Later, when packers coach Mike McCarthy challenged the spot of the ball on an apparent Bears' first down, after several minutes of staring at tape, Nemmers placed the ball about a foot backwards. This is not at all the full yard or more difference in the spot of the ball that the replay had shown. Though spotting the ball has always been a largely arbitrary action, why, when you have ample time to look at it, do you get it so wrong? To add insult to injury, the Packers lost a timeout over the "failed" challenge of the spot of the ball (because the re-spot following the replay review resulted in a first down anyway) despite the fact that the replay proved that the coach was correct in challenging and should not have resulted in a Bears first down.

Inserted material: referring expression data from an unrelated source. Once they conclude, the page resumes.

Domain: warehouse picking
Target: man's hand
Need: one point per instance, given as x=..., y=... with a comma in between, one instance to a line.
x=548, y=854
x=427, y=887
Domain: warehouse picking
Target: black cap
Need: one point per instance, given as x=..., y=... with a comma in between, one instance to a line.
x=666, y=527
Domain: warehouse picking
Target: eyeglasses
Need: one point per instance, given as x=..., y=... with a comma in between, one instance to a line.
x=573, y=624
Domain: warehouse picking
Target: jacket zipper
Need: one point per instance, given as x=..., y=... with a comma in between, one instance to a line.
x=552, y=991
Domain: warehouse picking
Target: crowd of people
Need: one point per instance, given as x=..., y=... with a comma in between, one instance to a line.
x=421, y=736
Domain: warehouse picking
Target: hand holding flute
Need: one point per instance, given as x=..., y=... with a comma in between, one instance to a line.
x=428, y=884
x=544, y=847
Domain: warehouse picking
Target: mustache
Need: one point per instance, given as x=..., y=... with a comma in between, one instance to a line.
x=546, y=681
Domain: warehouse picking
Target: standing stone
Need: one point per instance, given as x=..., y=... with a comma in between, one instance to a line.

Note, please, that when Nemmers placed the ball about a foot backwards, he was well aware that the Bears would still have the necessary yardage for a first down. He had just brought out the chains to measure the gain before the challenge. After moving the ball, he ordered the chains on the field and measured again. Since he had just measured, knowing full well the location of the first down marker, this second measurement was only for dramatic purposes as he revealed that the Bears still had a first down.

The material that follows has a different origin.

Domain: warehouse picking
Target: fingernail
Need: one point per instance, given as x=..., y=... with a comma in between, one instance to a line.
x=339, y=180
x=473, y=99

Two failed instant replay calls in favor of the Bears while playing a game in Green Bay? Unheard of!

After several years of provisional implementation, so-called "instant" replay was made a permanent part of the NFL game earlier this year. That's a travesty. It's one thing to get a call wrong on the field. Officials are human and prone to making mistakes. It's another thing altogether to stop a game and extend its length by minutes in order to get a call wrong while staring at a recording of a play. That's just inhumane and inexcusable.

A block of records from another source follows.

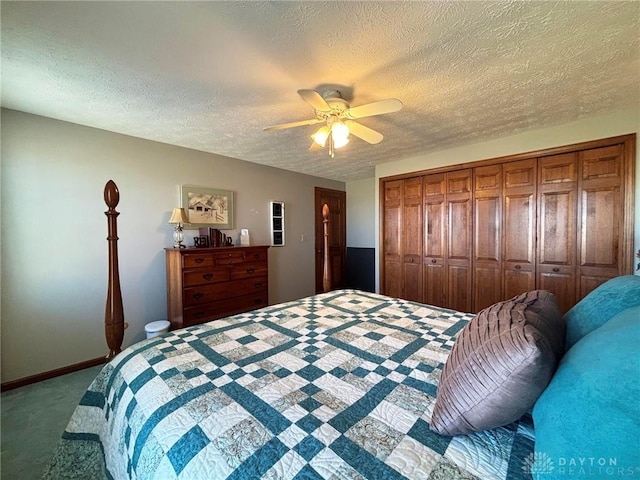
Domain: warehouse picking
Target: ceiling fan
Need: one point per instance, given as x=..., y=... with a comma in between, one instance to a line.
x=336, y=117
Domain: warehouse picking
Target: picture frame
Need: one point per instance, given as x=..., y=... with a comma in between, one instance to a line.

Maybe Larry Nemmers, who has been an official in the NFL since 1985 and a referee since 1991 has just gotten so old that he can't see well anymore. But I suspect that it's more than that. Every year, the NFL delegates that their best (i.e. "fewest blown calls") officiating staff be on the field for the Super Bowl. Despite being a referee for 16 years, Nemmers has never been on the field at the end of January. By the way, before joining the NFL's part-time officiating staff, Nemmers was a high school principal in Elgin, Illinois, a suburb of -- guess where? -- Chicago! (The Chicago Bears, loser of last year's Super Bowl, came into the game with a 1-4 record, desperately needing a win to stay alive in the divisional rankings. They got it, thanks in no small part to you, Larry!)

Bah!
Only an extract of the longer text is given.